For some men, it’s a 1969 Shelby Cobra GT 350. For others, it’s a 10-point whitetail buck. What gets my blood moving is different from that of most great American males of the new millennium. Grocery stores make my heart race. Case in point: On Thanksgiving morning, my friend Connie and I had to make a last-minute run to fetch some eggs to finish a pecan pie. We were in Las Cruces, a locale known more for its discount pedicures than its epicures. Maybe it was fate or that the emporium gods were smiling on me, but Connie said, “We should try this new place that opened up a few weeks ago.”

 

I expected little. I frequent my Albertson’s and Sunflower Market, hit the co-op when I feel all eco-local-friendly, dare to go to the Whole Foods Market when I have extra dough and drop in to say hi to Sam’s Club at least once a month to stock up on items that can only fit on a sled. What could any store, especially outside the 505, do for me?

 

When I walked into Pro’s Ranch Market, I dropped to my knees and, once I stopped weeping, called my wife Lala to tell her to pack her bags. Imagine Sam’s and Whole Foods had a threesome with a handsome Mexican dandy on their honeymoon in Cancún. Ranch Market would have been the miraculous offspring.
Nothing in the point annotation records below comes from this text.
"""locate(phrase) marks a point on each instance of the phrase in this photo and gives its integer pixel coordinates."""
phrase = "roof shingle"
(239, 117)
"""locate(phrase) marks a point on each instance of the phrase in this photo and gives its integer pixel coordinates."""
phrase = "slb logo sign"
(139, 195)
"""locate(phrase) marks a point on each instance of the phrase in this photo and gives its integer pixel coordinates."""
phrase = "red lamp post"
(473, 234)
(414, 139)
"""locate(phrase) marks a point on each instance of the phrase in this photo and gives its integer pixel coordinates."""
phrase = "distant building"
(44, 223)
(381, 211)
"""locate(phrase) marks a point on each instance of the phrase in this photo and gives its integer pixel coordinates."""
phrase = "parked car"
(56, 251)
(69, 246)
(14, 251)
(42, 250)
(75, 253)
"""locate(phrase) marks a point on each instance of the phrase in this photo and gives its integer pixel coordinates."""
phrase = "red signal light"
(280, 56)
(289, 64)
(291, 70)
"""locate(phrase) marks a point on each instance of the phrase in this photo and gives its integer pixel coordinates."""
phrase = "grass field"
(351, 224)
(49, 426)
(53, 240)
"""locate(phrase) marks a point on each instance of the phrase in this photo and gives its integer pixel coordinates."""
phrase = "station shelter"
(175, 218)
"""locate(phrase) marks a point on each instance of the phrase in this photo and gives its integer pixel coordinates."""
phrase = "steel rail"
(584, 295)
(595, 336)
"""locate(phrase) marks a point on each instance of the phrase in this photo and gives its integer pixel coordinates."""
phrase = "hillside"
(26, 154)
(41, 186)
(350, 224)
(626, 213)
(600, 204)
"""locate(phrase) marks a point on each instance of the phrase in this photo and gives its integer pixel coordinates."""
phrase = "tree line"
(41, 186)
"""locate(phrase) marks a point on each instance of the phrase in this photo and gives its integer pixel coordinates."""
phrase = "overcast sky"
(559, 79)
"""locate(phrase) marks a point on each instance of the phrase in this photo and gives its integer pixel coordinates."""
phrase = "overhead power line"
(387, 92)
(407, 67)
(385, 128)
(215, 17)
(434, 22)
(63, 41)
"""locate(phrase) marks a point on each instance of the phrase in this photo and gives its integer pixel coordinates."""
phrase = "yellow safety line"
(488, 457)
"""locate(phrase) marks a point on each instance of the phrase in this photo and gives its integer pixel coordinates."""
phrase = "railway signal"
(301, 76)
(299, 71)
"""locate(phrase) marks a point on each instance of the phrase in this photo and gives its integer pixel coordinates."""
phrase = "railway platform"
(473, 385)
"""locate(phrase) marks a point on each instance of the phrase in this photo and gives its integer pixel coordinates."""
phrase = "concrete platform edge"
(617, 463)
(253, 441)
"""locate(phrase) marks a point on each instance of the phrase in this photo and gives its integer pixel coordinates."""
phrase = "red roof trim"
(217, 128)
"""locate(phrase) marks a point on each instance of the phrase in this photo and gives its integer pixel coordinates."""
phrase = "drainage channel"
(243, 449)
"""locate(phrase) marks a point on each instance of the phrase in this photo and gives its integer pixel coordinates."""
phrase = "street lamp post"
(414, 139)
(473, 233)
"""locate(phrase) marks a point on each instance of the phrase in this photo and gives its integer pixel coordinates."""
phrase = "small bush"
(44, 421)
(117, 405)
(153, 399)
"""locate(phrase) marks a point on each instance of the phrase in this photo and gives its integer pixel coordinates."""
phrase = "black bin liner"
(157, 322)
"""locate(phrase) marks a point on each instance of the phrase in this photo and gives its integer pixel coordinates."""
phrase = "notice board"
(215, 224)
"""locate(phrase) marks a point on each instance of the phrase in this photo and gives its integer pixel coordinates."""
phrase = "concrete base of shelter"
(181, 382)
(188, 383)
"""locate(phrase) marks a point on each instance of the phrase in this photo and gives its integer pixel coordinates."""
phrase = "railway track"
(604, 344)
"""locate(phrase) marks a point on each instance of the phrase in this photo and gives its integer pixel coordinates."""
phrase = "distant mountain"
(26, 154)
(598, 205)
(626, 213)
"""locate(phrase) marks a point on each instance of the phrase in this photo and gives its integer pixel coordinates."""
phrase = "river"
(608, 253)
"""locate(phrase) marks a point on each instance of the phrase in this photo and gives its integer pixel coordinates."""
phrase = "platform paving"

The store pipes in festive mariachi music, and the shiny streamers hanging from the ceiling fans make the place look like an oversized fiesta.

 

“We can never leave,” I told Connie as we passed the little café where entire familias were feasting. Women in white pounded fresh corn and flour tortillas on a hot griddle, so you could either take them home or eat them there in a carnita taco with freshly made pico de gallo or salsa verde. Even though we had just finished breakfast, I almost ordered one for my brothers in white-bread America who would never even get a chance.

 

Across from La Cocina sat a bamboo-themed shack offering “Aguas Frescas”—a goddamn juice bar.

 

“This can’t be happening,” I said to Connie, watching people sip fresh beet and carrot juice or more traditional Hispanic drinks such as horchata and tamarindo.
“It gets even better.” Connie led me to the meat counter, which was twice as long as any butcher’s in pinche Santa Fe and 10 times sexier. First thing I spotted was a pig formed completely out of chorizo and then, in the case next to it, a whole cow’s head, complete with eyeballs and a thick tongue sticking out of its mouth. We staggered down the line of cuts—beef and pork and chicken—to the mother lode: hot and cold running lard. You could take your fat home in tubs or white blocks or, if you’re fixin’ to fry, still warm in pints and quarts.
“God bless Mexamerica,” I said and crossed myself.
I can’t go to any store and not think of my father, who taught me to zoom in on price per pound or ounce. I knew that, with a little cultural sensitivity training, my dad would love Ranch Market the way I do. Six pounds of yams? One American dollar. Freshly fried tortilla chips and some homemade salsa to go? Half the price of most places in this stupid fancy hamlet where I choose to reside.
They say the way to a man’s heart is through his stomach, but to get to this man’s stomach, you need to go through his wallet. I grabbed what I could eat in 24 hours, sadly bypassing the baby squid in the best seafood section east of Pike Place Market. And like any good lover, I forgot what I had originally come for. Eggs were not in my basket, but their absence gave me a good excuse to turn the car around and visit one more time.